I went on a wee little rant this morning, and apparently it was so hilarious Katie said it had to be a blog.  This is the censored version as the out loud edition has a few profanities in it.

Backstory, like Superman I have a more boring alter-ego.  Just my Clark Kent is the real me and my Superman is the blog me.  My big kid job is as an Administrative Assistant , and as a rule we administrative folks see lots of last minute requests.  Well, a specific one pushed me right over the edge from “eye-roll annoyed” to straight up angry.  There is a life lesson in here too, I promise it doesn’t just apply to work or me!

This request asked for something specific, something that wasn’t a big deal and would have taken me 30ish minutes to do.  That wasn’t the problem.  The problem was asking me to have it done this morning…but not asking for it till 9:30 am.  Ok I take that back, the real problem was expecting me to drop everything else I was doing because you just needed a simple little task.  This makes me mad, you wouldn’t like me when I am mad.
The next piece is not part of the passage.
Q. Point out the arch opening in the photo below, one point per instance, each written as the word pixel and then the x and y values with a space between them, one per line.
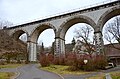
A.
pixel 107 16
pixel 111 38
pixel 78 32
Now we get to the life lessons:

  1. Don’t tell someone how to do their job, unless you are their boss or actually know how to do their job.  Assumptions make an ass out of you and me, but mostly you.
  2. Just because you want something done ASAP for your own sake, doesn’t mean I am going to rearrange my whole day.  I am not sure what fits better here, your lack of planning does not constitute my emergency or you aren’t the center of the universe so stop acting like it.  If you think for one second I will drop everything just so you can check it off your list ahead of time, go bleep yourself.  See I told you it was censored.
  3. Don’t lie about anything, I will stop believing you.  Remember the boy who cried wolf?  This will haunt you one day when you have a real deadline.

Here endeth the lesson.  Now give a scotch, I am famished.

Love and cuss words,

Betty

PS  I have peppered this post with a few movie quotes/references, how many can you find?